The last thing the doubters might say is “Fine, we have to face questions that can be treated as questions of probability. But we should avoid treating them as questions of probability anyway. Instead of asking ourselves ‘is the probability that the desalinization project will work greater or less than 1/1000’, we should ask ‘do I feel good about investing this money in the desalinization plant?’ and trust our gut feelings.”
There is some truth to this. My medical school thesis was on the probabilistic judgments of doctors, and they’re pretty bad. Doctors are just extraordinarily overconfident in their own diagnoses; a study by Bushyhead, who despite his name is not a squirrel, found that when doctors were 80% certain that patients had pneumonia, only 20% would turn out to have the disease. On the other hand, the doctors still did the right thing in most every case, operating off of algorithms and heuristics that never mentioned probability. The conclusion was that as long as you don’t force doctors to think about about what they’re doing in mathematical terms, everything goes fine – something I’ve brought up before in the context of the Bayes mammogram problem. Maybe this generalizes. Maybe people are terrible at coming up with probabilities for things like investing in desalinization plants, but will generally make the right choice.
But refusing to frame choices in terms of probabilities also takes away a lot of your options. If you use probabilities, you can check your accuracy – the foundation director might notice that of a thousand projects she had estimated as having 1/1000 probabilities, actually about 20 succeeded, meaning that she’s overconfident. You can do other things. You can compare people’s success rates. You can do arithmetic on them (“if both these projects have 1/1000 probability, what is the chance they both succeed simultaneously?”), you can open prediction markets about them.

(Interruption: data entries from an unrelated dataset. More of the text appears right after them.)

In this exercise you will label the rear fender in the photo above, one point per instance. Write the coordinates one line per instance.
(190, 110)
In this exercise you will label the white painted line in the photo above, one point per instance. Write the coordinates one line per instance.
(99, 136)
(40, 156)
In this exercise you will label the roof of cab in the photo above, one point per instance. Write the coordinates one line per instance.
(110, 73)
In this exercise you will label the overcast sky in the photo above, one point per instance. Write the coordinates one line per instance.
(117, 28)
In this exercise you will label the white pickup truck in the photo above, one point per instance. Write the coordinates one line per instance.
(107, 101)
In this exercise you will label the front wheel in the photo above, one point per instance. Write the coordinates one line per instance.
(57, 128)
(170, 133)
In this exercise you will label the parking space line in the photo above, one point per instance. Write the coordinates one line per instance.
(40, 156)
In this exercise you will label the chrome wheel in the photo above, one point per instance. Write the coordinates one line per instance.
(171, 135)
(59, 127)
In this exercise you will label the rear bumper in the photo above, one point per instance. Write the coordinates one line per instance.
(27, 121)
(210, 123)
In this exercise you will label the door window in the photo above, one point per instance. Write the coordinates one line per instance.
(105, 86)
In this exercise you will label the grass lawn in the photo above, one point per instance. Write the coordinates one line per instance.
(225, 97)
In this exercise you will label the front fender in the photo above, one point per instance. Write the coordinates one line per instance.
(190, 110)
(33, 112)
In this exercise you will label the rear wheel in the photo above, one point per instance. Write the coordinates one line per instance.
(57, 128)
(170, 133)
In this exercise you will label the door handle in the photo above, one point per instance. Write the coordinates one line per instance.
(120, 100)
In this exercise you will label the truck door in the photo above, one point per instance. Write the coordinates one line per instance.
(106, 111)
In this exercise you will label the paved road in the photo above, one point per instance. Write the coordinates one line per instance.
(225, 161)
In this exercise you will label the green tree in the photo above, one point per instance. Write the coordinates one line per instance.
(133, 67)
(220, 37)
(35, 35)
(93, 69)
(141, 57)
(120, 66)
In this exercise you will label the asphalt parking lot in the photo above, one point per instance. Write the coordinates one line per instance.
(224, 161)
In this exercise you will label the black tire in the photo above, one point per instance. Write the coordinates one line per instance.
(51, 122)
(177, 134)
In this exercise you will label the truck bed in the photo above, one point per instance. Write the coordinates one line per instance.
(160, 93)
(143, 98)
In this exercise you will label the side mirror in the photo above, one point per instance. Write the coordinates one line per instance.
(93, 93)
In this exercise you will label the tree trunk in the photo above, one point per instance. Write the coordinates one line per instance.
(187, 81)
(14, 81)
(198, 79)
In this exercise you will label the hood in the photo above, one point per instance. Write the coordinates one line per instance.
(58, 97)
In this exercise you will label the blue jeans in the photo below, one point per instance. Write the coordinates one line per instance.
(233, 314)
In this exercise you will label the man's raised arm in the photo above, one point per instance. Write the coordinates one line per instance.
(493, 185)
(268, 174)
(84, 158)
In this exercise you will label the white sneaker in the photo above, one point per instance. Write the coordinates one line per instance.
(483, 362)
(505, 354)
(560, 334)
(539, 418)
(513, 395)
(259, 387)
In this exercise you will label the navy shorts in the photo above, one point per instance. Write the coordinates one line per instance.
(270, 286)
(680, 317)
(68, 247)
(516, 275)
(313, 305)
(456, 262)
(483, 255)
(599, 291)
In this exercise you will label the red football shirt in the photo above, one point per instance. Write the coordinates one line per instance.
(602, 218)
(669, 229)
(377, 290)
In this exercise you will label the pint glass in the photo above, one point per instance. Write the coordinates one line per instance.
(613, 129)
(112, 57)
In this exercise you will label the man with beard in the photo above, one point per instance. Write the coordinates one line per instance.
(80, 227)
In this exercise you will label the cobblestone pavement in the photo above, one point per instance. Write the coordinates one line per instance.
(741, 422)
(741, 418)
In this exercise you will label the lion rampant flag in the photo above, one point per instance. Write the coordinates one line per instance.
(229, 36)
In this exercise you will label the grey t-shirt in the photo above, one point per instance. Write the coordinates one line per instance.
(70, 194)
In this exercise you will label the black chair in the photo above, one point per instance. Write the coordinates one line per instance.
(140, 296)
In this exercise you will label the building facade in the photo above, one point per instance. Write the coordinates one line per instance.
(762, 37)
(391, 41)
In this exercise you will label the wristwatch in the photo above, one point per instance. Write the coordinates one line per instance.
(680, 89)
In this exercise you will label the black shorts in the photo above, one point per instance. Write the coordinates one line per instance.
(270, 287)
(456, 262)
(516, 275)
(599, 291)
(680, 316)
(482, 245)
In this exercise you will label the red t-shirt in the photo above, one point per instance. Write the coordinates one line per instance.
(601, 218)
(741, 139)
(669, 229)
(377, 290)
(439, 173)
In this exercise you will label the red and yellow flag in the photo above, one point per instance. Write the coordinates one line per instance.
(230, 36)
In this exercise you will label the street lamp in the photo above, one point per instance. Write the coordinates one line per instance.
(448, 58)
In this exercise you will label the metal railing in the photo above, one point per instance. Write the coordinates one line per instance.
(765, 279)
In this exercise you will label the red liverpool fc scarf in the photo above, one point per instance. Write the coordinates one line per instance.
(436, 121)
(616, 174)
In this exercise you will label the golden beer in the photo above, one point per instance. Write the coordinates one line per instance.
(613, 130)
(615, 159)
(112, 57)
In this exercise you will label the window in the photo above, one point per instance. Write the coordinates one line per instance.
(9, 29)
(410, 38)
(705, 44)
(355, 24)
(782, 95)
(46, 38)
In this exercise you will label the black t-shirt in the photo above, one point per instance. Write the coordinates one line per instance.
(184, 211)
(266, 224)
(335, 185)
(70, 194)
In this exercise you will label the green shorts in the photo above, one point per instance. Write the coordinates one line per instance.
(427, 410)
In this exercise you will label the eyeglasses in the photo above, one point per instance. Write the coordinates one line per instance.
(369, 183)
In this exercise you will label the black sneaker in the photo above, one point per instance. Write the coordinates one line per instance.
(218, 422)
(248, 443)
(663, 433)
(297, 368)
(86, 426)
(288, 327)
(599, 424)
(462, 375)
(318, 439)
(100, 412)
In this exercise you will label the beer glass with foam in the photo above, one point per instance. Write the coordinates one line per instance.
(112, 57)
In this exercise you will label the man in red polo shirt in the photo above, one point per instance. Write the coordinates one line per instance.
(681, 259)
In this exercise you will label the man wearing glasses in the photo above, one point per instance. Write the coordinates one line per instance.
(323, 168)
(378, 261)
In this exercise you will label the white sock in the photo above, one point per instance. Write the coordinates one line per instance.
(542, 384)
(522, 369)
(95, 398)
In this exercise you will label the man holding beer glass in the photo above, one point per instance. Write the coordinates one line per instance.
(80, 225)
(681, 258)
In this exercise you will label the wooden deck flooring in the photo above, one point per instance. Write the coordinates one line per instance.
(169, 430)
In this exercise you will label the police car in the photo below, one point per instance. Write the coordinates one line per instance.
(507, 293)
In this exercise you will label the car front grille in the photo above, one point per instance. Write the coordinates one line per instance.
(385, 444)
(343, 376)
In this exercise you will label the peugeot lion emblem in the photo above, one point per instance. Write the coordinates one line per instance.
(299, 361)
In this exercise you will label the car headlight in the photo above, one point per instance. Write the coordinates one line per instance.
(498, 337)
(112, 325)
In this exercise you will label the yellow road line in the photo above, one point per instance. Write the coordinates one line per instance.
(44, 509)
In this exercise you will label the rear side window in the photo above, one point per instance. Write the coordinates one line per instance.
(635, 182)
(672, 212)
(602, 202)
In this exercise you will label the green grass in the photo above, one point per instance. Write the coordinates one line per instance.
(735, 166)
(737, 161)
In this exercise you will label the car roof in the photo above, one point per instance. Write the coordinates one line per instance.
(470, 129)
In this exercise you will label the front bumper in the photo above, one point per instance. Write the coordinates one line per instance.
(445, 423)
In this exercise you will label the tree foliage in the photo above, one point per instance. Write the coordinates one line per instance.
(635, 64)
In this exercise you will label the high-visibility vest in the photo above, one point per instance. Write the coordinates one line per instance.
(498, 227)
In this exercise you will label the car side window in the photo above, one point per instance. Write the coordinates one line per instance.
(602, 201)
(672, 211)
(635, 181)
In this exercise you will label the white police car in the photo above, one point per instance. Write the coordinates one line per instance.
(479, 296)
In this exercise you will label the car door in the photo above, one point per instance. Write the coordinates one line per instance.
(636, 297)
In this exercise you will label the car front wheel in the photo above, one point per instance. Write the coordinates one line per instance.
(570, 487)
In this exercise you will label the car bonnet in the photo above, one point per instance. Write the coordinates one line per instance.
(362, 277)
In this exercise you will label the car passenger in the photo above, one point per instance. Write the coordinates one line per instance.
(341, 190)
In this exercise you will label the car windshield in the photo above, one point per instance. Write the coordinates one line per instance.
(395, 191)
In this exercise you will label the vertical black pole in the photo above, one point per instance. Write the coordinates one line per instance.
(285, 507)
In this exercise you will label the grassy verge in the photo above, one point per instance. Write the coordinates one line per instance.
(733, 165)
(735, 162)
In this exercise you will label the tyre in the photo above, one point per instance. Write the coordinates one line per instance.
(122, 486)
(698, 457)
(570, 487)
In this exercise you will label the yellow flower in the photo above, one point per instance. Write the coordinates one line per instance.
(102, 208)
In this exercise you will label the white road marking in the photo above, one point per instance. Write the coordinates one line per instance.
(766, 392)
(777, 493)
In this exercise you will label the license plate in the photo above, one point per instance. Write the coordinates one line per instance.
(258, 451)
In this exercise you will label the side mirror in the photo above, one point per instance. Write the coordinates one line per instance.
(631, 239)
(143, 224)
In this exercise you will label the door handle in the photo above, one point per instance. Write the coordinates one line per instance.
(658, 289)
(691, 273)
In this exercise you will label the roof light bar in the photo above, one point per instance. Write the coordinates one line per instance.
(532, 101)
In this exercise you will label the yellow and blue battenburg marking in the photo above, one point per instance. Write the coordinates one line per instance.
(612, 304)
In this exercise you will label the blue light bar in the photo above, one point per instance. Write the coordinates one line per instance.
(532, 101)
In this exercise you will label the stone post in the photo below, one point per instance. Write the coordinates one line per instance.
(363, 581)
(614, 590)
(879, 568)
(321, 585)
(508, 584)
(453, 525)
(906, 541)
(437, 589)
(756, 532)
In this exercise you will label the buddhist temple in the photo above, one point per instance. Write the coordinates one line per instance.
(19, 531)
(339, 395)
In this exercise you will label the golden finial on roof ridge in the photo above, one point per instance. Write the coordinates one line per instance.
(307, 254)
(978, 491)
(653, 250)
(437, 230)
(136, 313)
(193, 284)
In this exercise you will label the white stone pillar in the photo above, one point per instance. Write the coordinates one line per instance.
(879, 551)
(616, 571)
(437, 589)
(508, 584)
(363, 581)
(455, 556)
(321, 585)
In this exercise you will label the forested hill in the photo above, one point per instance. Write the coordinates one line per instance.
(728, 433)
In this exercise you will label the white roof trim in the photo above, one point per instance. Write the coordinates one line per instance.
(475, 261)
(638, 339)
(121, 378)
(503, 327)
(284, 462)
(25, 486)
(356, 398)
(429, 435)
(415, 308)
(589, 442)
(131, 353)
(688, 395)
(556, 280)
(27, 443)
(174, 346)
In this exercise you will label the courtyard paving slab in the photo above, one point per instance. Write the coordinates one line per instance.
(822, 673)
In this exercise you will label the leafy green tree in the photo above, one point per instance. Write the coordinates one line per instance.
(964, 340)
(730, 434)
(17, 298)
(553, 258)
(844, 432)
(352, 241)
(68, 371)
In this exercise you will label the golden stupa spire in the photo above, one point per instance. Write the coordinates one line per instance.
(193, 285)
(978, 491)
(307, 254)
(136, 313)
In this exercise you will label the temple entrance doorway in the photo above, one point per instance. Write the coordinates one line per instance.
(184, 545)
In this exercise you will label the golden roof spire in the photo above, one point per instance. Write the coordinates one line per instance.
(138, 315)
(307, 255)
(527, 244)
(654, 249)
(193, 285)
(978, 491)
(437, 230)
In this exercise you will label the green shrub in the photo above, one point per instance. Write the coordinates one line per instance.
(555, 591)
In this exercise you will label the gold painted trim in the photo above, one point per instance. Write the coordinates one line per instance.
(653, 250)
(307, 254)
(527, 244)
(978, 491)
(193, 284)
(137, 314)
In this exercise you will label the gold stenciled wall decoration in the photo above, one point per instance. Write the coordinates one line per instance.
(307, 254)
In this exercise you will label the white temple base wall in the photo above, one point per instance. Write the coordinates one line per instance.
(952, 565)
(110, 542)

Most important, you can notice and challenge overconfidence when it happens. I said last post that when people say there’s only a one in a million chance of something like AI risk, they are being stupendously overconfident. If people just very quietly act as if there’s a one in a million chance of such risk, without ever saying it, then no one will ever be able to call them on it.
I don’t want to say I’m completely attached to using probability here in exatly the normal way. But all of the alternatives I’ve heard fall apart when you’ve got to make an actual real-world choice, like sending the military out to deal with the aliens or not.
[EDIT: Why regressing to meta-probabilities just gives you more reasons to worry about overconfidence]
[EDIT-2: “I don’t know”]
[EDIT-3: A lot of debate over what does or doesn’t count as a “model” in this case. Some people seem to be using a weak definition like “any knowledge whatsoever about the process involved”. Others seem to want a strong definition like “enough understanding to place this event within a context of similar past events such that a numerical probability can be easily extracted by math alone, like the model where each flip of a two-sided coin has a 50% chance of landing heads”. Without wanting to get into this, suffice it to say that any definition in which the questions above have “models” is one where AI risk also has a model.]